His wife had asked me the same thing, only she’d been joking, and wanted Pearson’s hide; I knew, with cold certainty, that if I handed this man a gun, he’d shoot himself, right in front of me.

The doorbell rang.

Remy ran for it, and thank God, it was Eberstadt. Relief flooded through me, as I went to meet him.

“You’re Heller?” he asked, stepping inside, a tall, well-tailored, square-jawed handsome man of around sixty with the look of a former athlete and hair the color of burnished steel.

I said I was Heller, and we shook hands, and I took him aside and whispered, “He’s talking suicide. I’m out of my depth here, Mr. Eberstadt. He’s your friend-help him.”

He nodded gravely, said, “Thanks for standing watch.”

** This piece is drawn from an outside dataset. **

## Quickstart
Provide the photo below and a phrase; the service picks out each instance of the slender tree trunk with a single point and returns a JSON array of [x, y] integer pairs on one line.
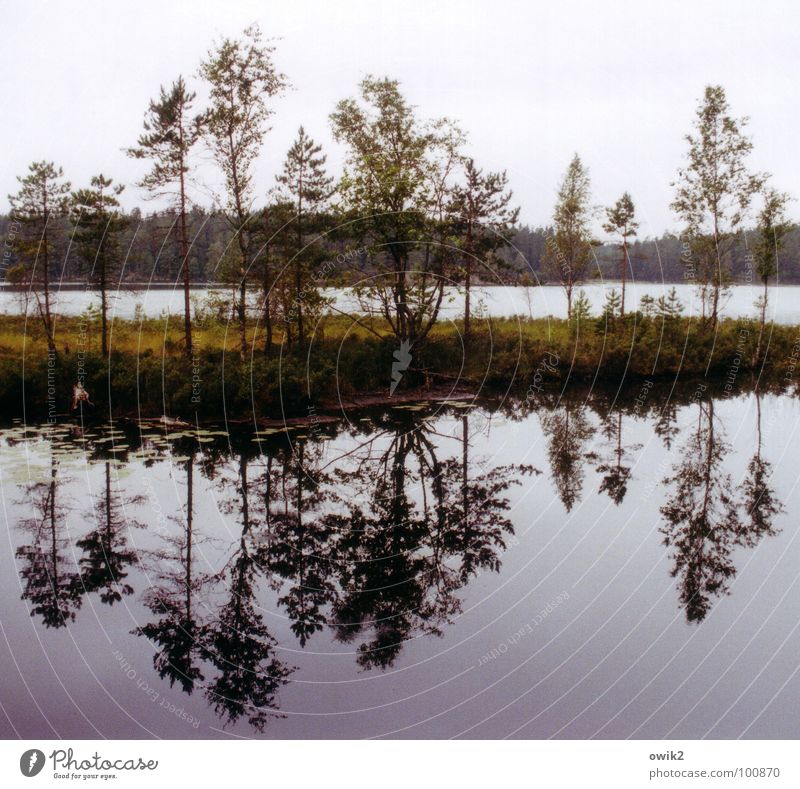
[[265, 286], [298, 275], [568, 288], [103, 309], [189, 519], [187, 309], [48, 318], [762, 325], [467, 280], [465, 468], [623, 272]]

From where we stood, we could see into the living room where Forrestal sat, having again lapsed into a sort of trance, now holding the empty bowl in his hands, staring into it.

“Where’s his valet?” Eberstadt asked.

“Has the week off, ’cause of the Florida trip. The houseboy’s around somewhere.”

“Would you find Remy and have him pack a bag for James, some sports clothes and the like, maybe round up his golf clubs. I’m going to get him to Hobe Sound, where he can rest in the sunshine, in the company of close friends.”

I shook my head. “Anything you say, but I think he’s a little past the vacation stage. He needs medication, and he needs supervision-away from sharp objects.”

“I appreciate your advice, but please do as I ask.”

“Sure,” I said, and I found Remy in his quarters and sent him on his mission. Then I slipped into Forrestal’s study, got out my wallet, found the slip of paper I’d been given by Frank J. Wilson and used the phone.

“Chief Baughman,” I said to the head of the Secret Service, “you wanted me to call if something interesting developed?”